DOE is considering what to do with 190,000 cubic feet of such wastes stored around the nation, plus 340,000 cubic feet of waste expected to be generated in the next 60 years.

The waste has a high radioactivity of about 160 million curies. In comparison, the 53 million gallons of waste awaiting treatment in Hanford underground tanks have about 190 million curies and the worst of that was to be disposed of in a deep geologic repository.

Much of the radioactivity in the waste being considered to be sent to Hanford is in activated metals from nuclear reactors being decontaminated or decommissioned. It also includes concentrated radioactive materials used medically for diagnosing and treating cancer.
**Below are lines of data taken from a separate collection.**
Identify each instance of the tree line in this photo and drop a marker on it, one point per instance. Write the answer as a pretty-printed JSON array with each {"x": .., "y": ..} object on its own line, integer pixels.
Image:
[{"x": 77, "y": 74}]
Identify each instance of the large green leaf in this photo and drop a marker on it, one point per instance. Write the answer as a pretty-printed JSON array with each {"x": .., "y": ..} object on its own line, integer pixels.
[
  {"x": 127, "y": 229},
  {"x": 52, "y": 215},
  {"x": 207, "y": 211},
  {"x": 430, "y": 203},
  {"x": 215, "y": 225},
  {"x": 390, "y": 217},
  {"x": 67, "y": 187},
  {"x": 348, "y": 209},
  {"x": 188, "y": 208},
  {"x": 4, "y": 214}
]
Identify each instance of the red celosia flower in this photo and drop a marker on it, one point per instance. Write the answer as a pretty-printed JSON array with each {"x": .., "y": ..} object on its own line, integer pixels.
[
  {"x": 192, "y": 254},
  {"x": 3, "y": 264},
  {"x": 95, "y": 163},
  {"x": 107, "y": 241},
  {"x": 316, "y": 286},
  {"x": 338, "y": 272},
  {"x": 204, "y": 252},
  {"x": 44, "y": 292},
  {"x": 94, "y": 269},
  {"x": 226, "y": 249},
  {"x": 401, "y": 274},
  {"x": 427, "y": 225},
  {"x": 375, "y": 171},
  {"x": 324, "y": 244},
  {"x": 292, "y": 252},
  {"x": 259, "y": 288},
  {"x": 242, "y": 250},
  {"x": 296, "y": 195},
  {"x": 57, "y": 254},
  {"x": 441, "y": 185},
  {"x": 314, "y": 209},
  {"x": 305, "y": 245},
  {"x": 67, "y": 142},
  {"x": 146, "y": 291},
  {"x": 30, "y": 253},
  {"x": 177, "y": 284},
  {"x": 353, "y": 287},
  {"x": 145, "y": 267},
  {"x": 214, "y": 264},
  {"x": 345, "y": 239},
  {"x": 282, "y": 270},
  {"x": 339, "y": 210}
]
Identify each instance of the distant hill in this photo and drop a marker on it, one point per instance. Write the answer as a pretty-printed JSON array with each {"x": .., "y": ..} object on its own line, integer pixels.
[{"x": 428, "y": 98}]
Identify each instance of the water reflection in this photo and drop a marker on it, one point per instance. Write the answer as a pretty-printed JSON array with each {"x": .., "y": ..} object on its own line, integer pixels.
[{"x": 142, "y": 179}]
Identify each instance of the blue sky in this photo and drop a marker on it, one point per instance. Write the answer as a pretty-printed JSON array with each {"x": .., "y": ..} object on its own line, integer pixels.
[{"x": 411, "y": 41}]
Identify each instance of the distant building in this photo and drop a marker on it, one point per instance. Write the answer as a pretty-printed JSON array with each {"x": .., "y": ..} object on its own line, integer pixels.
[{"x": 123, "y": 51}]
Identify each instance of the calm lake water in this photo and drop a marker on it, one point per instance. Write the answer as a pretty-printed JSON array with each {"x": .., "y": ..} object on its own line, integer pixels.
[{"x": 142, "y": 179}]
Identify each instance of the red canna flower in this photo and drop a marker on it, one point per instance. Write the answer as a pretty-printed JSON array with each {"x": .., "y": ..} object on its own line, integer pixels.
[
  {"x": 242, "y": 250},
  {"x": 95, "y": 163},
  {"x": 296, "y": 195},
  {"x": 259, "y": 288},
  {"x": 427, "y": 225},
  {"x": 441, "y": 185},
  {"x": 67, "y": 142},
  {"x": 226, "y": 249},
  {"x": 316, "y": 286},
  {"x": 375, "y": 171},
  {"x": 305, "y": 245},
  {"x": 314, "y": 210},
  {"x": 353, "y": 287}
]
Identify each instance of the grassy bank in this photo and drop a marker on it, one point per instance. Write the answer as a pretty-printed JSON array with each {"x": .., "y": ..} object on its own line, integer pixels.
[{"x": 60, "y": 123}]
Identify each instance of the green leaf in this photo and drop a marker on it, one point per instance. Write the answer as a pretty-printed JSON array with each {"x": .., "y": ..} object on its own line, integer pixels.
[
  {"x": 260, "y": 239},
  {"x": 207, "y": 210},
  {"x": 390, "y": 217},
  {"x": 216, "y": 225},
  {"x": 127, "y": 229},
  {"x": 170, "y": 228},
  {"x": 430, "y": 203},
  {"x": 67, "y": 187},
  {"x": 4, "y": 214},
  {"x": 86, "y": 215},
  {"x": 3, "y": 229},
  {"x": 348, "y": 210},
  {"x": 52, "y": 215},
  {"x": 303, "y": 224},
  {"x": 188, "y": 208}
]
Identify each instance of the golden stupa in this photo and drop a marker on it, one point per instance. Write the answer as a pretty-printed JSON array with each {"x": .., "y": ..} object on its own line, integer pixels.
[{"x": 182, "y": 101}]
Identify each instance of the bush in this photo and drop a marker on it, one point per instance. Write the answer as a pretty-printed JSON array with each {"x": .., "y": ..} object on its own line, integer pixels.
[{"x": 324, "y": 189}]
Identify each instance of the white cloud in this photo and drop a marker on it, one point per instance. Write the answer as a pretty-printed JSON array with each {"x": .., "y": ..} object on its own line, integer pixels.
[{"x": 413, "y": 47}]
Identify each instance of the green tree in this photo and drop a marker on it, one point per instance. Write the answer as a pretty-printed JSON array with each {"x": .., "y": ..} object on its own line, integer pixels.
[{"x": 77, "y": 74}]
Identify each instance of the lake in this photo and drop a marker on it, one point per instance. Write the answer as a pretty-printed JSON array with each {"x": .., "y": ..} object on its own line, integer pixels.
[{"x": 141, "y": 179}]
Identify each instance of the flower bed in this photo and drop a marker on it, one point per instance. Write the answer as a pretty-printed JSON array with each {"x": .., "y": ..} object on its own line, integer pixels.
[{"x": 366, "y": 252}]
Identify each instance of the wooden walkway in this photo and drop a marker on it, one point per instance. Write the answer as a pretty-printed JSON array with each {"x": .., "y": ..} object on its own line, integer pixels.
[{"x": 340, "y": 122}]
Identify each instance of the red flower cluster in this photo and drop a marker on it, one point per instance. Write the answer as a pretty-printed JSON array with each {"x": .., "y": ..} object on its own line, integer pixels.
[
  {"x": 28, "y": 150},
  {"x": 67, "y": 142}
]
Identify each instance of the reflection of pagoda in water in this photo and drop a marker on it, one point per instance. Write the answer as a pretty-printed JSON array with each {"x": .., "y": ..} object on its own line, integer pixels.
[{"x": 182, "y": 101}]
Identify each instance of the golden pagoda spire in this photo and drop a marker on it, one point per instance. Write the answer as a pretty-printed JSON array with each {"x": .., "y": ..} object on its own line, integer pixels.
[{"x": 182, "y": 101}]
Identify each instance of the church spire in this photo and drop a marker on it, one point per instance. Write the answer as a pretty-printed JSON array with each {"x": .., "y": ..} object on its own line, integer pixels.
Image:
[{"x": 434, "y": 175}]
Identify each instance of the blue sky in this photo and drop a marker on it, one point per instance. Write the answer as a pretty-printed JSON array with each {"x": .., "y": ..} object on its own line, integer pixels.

The advisory board believes Hanford is one of the leading alternatives DOE is considering.

But the board has consistently advised against disposal at Hanford of additional waste from elsewhere, the board said in its advice to DOE.

"Under current proposals for disposing of existing Hanford wastes, ground water standards at Hanford will be exceeded for thousands of years," the board told DOE. "Acceptance of additional wastes from offsite would greatly increase and compound those already identified impacts."

The draft Hanford Tank Closure and Waste Management Environmental Impact Statement looked at the environmental effects of waste already planned to be disposed of at Hanford. Those impacts should be included in the greater than class C waste study using the more sophisticated modeling for waste migration and radioactivity in the Hanford draft study, the board said.

DOE has agreed not to send more waste to Hanford until at least 2022. At that time a new environmental study should be done with public comment if Hanford still is being considered, the board said.